Geçen yıl, bakın, 2021-2022'de 155-156 milyar TL vergi borcu silinmiş. Şimdi, şu anda "BOTAŞ'ın 181 milyar lira vergi borcu var, 232 milyar lira da görev zararı alacağı var." deniliyor. Yani, dolayısıyla bu yanlış bir uygulamadır, daha fazla bunun üzerinde durmayacağım. BOTAŞ'a üstelik bu yıl 74 milyar lira da bütçeden para vermişiz, bir şirketin bu hâle getirilmesi çok anlaşılabilir değil.

Şimdi, bir diğer şey bu Varlık Fonu için -kamu şirketleri için- tahvil ihracı meselesidir değerli arkadaşlarım.

Yine, bakın, geçmişte hemen hemen çok düşük miktarlarda para ödediğimiz... Yani mesela şöyle söyleyeyim: Kamu bankalarına geçmişte, 2006-2018 dönemi için -uzun bir dönem, on üç yıllık bir dönemde- yıllık ortalama sadece 645 milyon dolarlık hazineden bir aktarım yapılmış. 2019-2024 yıllarında, değerli arkadaşlar, bu yıllık ortalama 5,3 milyar dolara çıkmış. Bu dönemde, 2019-2024'te 31,4 milyar dolar, TL karşılığı da 1 trilyon 40 milyar lira kamu bankalarına gerek tahvil yoluyla gerekse doğrudan transfer şeklinde hazineden kaynak aktarımı var arkadaşlar. İşte, o yüzden çiftçiye, emekliye para yok.
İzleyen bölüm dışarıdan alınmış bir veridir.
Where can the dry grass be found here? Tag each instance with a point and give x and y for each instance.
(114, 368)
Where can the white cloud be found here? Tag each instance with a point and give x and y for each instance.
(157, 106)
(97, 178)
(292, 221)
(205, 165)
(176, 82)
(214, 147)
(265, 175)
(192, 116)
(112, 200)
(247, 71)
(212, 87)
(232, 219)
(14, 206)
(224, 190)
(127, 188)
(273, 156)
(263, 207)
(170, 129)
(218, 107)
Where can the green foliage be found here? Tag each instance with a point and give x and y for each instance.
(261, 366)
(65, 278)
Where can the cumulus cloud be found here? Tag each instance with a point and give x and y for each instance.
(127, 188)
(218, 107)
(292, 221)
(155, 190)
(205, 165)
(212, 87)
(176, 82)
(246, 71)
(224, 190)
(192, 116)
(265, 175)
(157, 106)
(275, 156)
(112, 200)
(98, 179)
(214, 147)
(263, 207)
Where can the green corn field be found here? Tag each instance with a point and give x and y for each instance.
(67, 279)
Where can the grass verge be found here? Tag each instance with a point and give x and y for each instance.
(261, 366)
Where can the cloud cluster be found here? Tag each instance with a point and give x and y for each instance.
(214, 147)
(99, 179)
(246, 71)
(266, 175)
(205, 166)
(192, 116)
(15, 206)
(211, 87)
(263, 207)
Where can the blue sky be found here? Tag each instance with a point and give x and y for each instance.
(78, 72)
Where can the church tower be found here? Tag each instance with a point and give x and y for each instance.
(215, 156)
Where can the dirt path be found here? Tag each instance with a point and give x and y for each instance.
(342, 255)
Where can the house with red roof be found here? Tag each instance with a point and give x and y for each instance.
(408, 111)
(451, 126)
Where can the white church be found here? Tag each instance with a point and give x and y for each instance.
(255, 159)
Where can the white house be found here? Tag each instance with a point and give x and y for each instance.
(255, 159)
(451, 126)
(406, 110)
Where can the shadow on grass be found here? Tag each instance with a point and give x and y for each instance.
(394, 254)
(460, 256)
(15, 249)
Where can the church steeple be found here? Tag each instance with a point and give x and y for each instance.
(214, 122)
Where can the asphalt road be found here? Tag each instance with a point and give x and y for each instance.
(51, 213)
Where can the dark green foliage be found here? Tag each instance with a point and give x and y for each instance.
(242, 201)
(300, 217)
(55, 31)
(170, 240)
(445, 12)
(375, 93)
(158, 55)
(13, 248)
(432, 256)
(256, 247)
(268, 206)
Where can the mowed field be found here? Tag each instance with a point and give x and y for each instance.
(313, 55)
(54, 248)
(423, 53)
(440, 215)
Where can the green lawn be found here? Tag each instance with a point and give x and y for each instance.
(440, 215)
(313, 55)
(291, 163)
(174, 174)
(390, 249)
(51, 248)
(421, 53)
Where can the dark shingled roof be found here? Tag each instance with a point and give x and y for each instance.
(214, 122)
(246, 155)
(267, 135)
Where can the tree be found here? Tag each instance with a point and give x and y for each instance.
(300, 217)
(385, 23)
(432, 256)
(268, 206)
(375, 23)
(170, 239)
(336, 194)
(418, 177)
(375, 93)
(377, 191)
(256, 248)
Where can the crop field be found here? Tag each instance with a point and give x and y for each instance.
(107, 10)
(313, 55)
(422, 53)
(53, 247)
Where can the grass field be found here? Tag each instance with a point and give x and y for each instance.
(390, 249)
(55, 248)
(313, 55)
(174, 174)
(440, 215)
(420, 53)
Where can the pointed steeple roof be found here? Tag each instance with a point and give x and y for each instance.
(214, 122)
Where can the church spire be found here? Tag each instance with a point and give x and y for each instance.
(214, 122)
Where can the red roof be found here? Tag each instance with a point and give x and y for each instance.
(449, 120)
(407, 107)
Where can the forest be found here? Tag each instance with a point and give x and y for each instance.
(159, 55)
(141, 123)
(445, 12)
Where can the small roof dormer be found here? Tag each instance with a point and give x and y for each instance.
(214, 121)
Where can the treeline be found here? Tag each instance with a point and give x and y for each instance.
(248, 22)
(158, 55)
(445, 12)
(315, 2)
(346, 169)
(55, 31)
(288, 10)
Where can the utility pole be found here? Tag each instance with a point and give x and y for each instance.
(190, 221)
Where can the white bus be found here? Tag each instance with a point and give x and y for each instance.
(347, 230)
Siz üç dört yılda sadece kamu bankalarına 1 trilyon lira para aktarıyorsunuz. Yaptığınız yanlış politikalarla rezervini erittin, kamu bankasını göçerttin, ondan sonra yüksek enflasyonda ucuz faizli kredi verdin, kamu bankaları iflas noktasına geldi. Dolayısıyla paralar maalesef buralara aktarılıyor. Dolayısıyla, bu kanunun doğru düzgün bir yanı yoktur değerli arkadaşlar, bu çerçevede konunun değerlendirilmesi lazım.

Biz İYİ Parti Grubu olarak bu kanunun tamamında "hayır" oyu kullanacağımızı buradan ifade ediyor, Genel Kurulu saygıyla selamlıyorum.